Para indicar cirurgia, o médico precisa ter uma correlação clara: o que aparece no exame precisa explicar exatamente o que o paciente sente.

Por exemplo:

  • Dor que desce pela perna seguindo o trajeto de um nervo → hérnia de disco comprimindo essa raiz.
  • Dormência e fraqueza específica na mão → compressão nervosa bem localizada.
  • Dor profunda e limitada a um ponto, associada a um cisto → compressão mecânica contínua.

Quando essa relação existe e o paciente não melhora com fisioterapia, medicamentos e infiltrações, a cirurgia minimamente invasiva pode ser indicada para:

  • Remover a lesão (como um cisto).
  • Reduzir a pressão sobre o nervo.
  • Liberar o espaço anatômico comprimido.
  • Restabelecer o movimento normal das estruturas.
  • O objetivo central é interromper a fonte mecânica da dor.

Como é feito o diagnóstico antes da cirurgia?

A indicação não se baseia apenas no exame. Ela é a soma de três peças fundamentais:

1. Exame físico detalhado

O médico avalia:

  • reflexos;
  • sensibilidade;
  • força muscular;
  • testes de provocação da dor;
  • amplitude de movimento.

Isso ajuda a identificar quais nervos, articulações ou tendões estão comprometidos.

2. Exames de imagem

Os mais utilizados são:

  • Ressonância magnética (RM) – ideal para hérnias, compressões, edema, inflamação e tecidos moles.
  • Tomografia computadorizada (TC) – excelente para avaliar ossos e estreitamentos mais rígidos.
  • Ultrassom – útil para cistos, tendões e estruturas superficiais.
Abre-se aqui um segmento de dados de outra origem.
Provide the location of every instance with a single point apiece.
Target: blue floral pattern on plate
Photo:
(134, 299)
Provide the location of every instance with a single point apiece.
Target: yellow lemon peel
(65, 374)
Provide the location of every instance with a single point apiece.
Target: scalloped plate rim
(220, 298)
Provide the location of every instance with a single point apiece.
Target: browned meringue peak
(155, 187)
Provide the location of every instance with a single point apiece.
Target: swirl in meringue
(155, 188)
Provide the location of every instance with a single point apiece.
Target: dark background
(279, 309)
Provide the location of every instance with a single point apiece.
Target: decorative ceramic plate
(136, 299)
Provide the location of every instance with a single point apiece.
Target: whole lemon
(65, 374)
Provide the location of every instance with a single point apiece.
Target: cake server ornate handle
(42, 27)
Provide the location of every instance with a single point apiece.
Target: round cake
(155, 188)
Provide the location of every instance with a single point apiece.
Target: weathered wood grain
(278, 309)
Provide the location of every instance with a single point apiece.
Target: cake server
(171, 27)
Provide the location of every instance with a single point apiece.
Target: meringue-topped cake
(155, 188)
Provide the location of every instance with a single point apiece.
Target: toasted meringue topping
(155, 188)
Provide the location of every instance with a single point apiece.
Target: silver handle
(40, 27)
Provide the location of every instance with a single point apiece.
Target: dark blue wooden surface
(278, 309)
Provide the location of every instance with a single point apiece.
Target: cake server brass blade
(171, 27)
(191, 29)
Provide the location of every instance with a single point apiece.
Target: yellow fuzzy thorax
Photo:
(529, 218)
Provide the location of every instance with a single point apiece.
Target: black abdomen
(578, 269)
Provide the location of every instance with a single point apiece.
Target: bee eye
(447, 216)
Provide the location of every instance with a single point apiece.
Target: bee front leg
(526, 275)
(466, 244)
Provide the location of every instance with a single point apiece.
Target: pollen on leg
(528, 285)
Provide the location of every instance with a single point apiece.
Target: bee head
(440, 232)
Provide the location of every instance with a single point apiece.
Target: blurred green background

Os exames confirmam a origem exata da alteração.

3. Testes complementares

Em alguns casos, são usados para confirmar a origem da dor:

  • Eletromiografia (EMG): avalia função dos nervos e músculos.
  • Infiltrações diagnósticas: anestésicos aplicados em locais específicos para ver se os sintomas melhoram temporariamente.
  • Quando todos esses elementos “contam a mesma história”, a indicação cirúrgica é mais precisa e segura.

Conclusão

Lesões estruturais vistas em exames — hérnias, cistos, compressões nervosas — são sinais claros de que existe uma causa física sustentando a dor. Quando elas correspondem aos sintomas e não melhoram com tratamentos conservadores, a cirurgia minimamente invasiva se torna uma solução lógica, segura e eficaz.

Ela permite aliviar a pressão sobre nervos e articulações, restaurar função e evitar que o problema evolua para algo mais grave.

Esse tipo de abordagem combina precisão, recuperação rápida e menor impacto no corpo, oferecendo ao paciente a oportunidade de voltar à rotina com mais conforto e qualidade de vida.